Cape Property Trends 2017

Cape Property Trends 2017
Sunday, May 21, 2017 Kate Culverwell

As 2017 inches towards mid-year, one thing is certain, the movement of people from the rest of the country to the Western Cape remains a firm trend and has a massive influence on the market.

As the residential population expands, especially in the Cape Town area, so does the demand for property stock. The demand for apartments close to the CBD is especially high, driving prices up. For many, the rising prices of accommodation in this locale are simply unaffordable, and the neighbouring suburb populations are steadily expanding as a result. This is a trend which is set to continue well into the foreseeable future.

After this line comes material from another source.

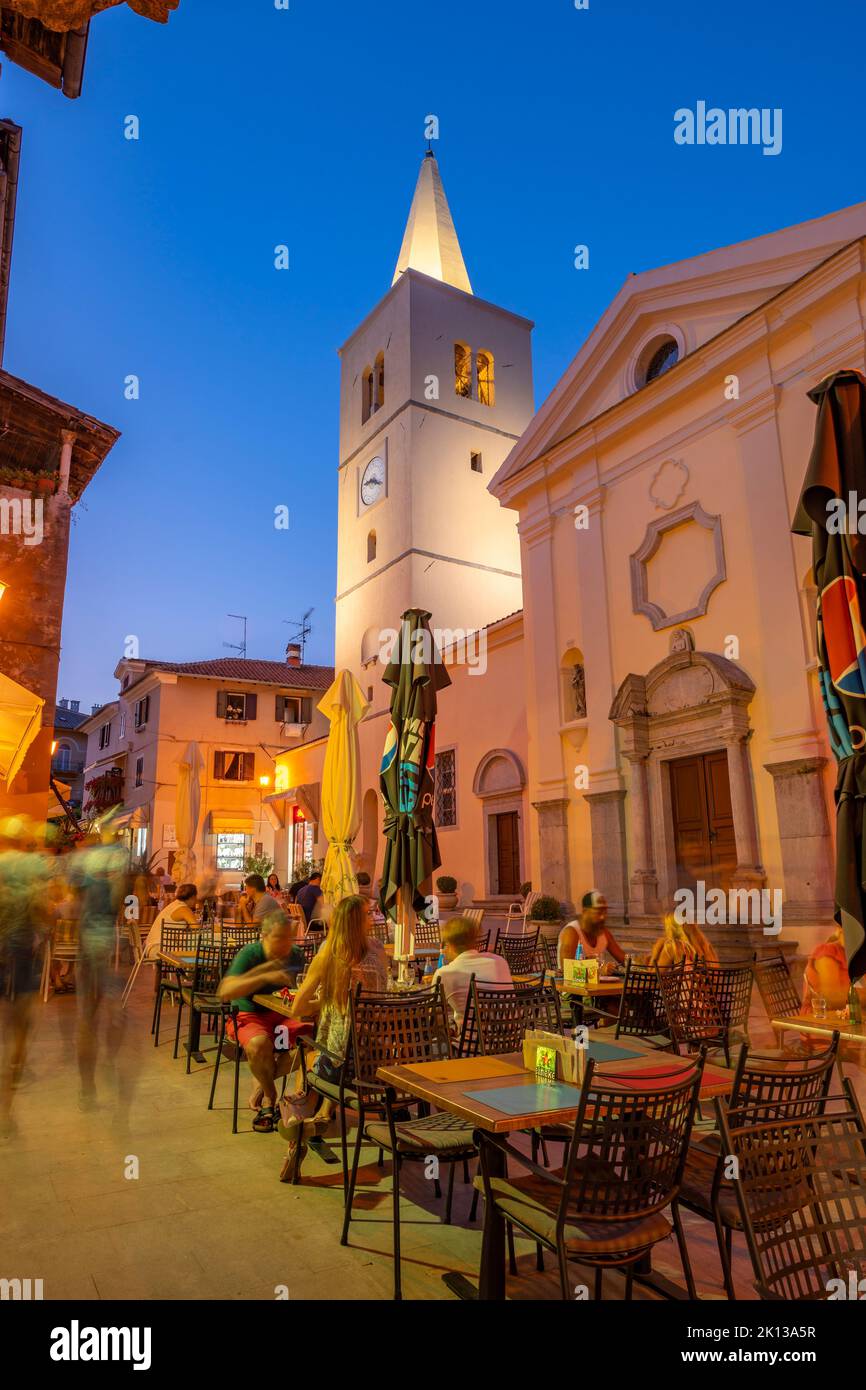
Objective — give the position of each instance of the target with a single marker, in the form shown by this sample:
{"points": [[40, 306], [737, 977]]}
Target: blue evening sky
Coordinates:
{"points": [[262, 127]]}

The average house price in the Western Cape is R1,411 million compared to R1,042 million in Gauteng. Since the start of the post 2008/9 recession recovery, the average house price for the Western Cape has risen cumulatively by 76.6 %. In Cape Town and specifically the Atlantic Seaboard, a large percentage of properties purchased in the last year are buyers from Gauteng, with this being as much as 85% in Mouille Point. There has also been a noticeable trend in the increase of foreign property investment from African countries as opposed to European buyers. 

After a recent period of consistently high house price growth in the Western Cape, so the level of first time buyers has decreased, with properties becoming increasingly less affordable. This factor has started to put some brakes on demand growth.

According to Pam Golding Properties, the Western Cape market overall, remains very strong, with an average house price inflation of 9.69% for the full year of 2016.